Yale University Press was accused of cowardice and censorship yesterday after deciding not to reproduce cartoons of the Prophet Muhammad in an academic book for fear of violent reprisals.
This year Yale will publish a scholarly work about reactions to the cartoons printed in a Danish newspaper in 2005, which sparked protests around the world.
But readers will not see the 12 cartoons that are the subject of the book, including one showing Muhammad with a turban like a bomb. In fact, they will not get to see any images of the prophet at all, not even a 19th-century sketch by Gustave Doré.
Yale has decided to publish The Cartoons that Shook the World, by Jytte Klausen, without any likenesses of the Prophet but the howls of protest are all the louder for the fact that there have not been any threats of violence related to the book.
"'We do not negotiate with terrorists. We just accede to their anticipated demands'. That is effectively the new policy position at Yale University Press," Cary Nelson, the president of the American Association of University Professors, wrote in an open letter.
Yale took its decision to self-censor after consulting two dozen experts, including counter-terrorism specialists and the highest-ranking Muslim official at the UN.
Yale says that the experts concluded that the book should omit the 12 Danish cartoons but also all illustrations of the Prophet. including an Ottoman print, a children's book illustration and the Dore sketch, which portrays Muhammad being tormented in hell in a scene from Dante's Inferno that has also inspired Botticelli, Blake, Rodin and Dali.

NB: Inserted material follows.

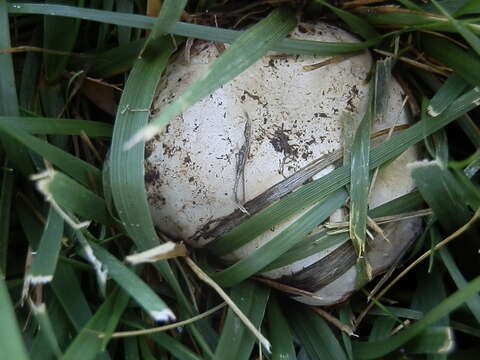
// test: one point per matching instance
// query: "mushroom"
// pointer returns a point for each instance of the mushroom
(268, 124)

"You can count on violence if any illustration of the Prophet is published. It will cause riots, I predict, from Indonesia to Nigeria," Ibrahim Gambari, a top UN official, advised.
"My book is an academic book with footnotes and the notion that it would set off civil war in Nigeria is laughable," Ms Klausen told The Times.
"The university spooked itself." Jonathan Laurence, a Boston College professor and co-author of Integrating Islam: Political and Religious Challenges in Contemporary France, said he told the press it should reproduce the original Jyllands-Posten newspaper page that included the cartoon.
"I was consulted by the press about the decision whether or not to publish. I suggested that they publish the newspaper page in its entirety as documentary evidence of the episode being discussed," he told The Times. "I actually know another professor who was also consulted and also told them to go ahead, but do it in a responsible manner."
Ms Klausen, who is a Danish-born professor of politics at Brandeis University in Massachusetts and author of the earlier The Islamic Challenge: Politics and Religion in Western Europe, argues in the book that the protests against the Danish cartoons were orchestrated by extremists seeking to destabilise several governments.
"Muslim friends, leaders and activists thought that the incident was misunderstood, so the cartoons needed to be reprinted so we could have a discussion about it," Ms Klausen told The New York Times.
She says that Yale is magnifying the problem and that her book has become part of "a battle over the limits of freedom of speech".
"The book's message is that we need to calm down and look at this carefully," she said.
Yale University Press said: "The Press would never have reached the decision it did on the grounds that some might be offended by portrayals of the Prophet Muhammad.
"The decision rested solely on the experts' assessments that there existed a substantial likelihood of violence that might take the lives of innocent victims."